The torture made it worse
by digby
For the gazillionth time, torture doesn’t work. I know that people who like torture and enjoy making people suffer really, really want to believe it does so they don’t have to deal with the fact that they may be soulless psychos, but it won’t change the fact that it just ain’t so:
Defenders of the Bush administration’s interrogation policies have claimed vindication from reports that bin Laden was tracked down in small part due to information received from brutalized detainees some six to eight years ago.
But that sequence of events — even if true — doesn’t demonstrate the effectiveness of torture, these experts say. Rather, it indicates bin Laden could have been caught much earlier had those detainees been interrogated properly.
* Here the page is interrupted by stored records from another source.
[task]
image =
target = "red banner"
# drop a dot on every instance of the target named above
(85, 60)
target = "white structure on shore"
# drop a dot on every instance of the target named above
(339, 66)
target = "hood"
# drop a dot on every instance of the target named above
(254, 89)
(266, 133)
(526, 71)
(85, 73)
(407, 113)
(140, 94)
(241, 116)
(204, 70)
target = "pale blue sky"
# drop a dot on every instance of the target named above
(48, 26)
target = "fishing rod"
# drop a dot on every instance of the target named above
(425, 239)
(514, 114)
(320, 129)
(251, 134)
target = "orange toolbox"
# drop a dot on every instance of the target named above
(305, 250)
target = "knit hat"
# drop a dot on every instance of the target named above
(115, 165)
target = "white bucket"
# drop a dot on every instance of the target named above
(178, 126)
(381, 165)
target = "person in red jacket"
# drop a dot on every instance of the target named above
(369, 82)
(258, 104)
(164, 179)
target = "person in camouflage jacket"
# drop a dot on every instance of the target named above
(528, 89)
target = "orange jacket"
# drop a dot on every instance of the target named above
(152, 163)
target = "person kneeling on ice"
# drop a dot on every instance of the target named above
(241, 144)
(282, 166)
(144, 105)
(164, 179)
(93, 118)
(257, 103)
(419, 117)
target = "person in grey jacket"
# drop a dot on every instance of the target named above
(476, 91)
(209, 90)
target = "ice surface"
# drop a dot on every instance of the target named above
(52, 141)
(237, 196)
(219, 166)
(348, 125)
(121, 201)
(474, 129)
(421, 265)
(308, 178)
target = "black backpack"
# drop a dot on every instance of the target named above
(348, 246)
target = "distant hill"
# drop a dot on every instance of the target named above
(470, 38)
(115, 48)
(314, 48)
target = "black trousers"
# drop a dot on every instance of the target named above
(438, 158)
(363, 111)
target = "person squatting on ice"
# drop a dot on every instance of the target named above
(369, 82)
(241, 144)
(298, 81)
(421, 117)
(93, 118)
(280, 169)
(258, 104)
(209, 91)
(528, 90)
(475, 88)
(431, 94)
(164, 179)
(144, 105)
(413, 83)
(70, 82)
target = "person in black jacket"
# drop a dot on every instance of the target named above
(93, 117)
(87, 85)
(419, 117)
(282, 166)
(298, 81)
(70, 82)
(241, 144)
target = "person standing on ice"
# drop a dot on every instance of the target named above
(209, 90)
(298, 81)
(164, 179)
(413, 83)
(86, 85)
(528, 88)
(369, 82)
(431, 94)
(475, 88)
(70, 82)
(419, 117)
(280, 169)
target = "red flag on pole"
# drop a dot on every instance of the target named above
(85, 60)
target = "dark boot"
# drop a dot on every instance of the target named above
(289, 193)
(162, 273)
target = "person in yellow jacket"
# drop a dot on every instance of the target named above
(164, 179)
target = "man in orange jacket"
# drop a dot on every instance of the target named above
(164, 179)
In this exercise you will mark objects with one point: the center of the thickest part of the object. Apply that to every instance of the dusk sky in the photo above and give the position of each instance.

“I think that without a doubt, torture and enhanced interrogation techniques slowed down the hunt for bin Laden,” said an Air Force interrogator who goes by the pseudonym Matthew Alexander and located Abu Musab al-Zarqawi, the leader of al Qaeda in Iraq, in 2006.
It now appears likely that several detainees had information about a key al Qaeda courier — information that might have led authorities directly to bin Laden years ago. But subjected to physical and psychological brutality, “they gave us the bare minimum amount of information they could get away with to get the pain to stop, or to mislead us,” Alexander told The Huffington Post.
“We know that they didn’t give us everything, because they didn’t provide the real name, or the location, or somebody else who would know that information,” he said.
In a 2006 study by the National Defense Intelligence College, trained interrogators found that traditional, rapport-based interviewing approaches are extremely effective with even the most hardened detainees, whereas coercion consistently builds resistance and resentment.
I realize that for many people this is counter-intuitive. But terrorists who hold highly sensitive intelligence are the kind of people for whom a self-image of tough, resistant warriors is definitional. It’s not like holding your little brother in a wrestling hold and making him cry uncle. People have studied human psychology long enough now to realize that if you want real information as opposed to false confessions and misinformation from these people, you’ll use a different approach.
But then, I’ve never been convinced that the people who were ordering the torture ever cared much about the quality of the information it produced. They were interested in “metrics” and “intelligence product.” As long as information was flowing they were doing their jobs and that’s all that mattered.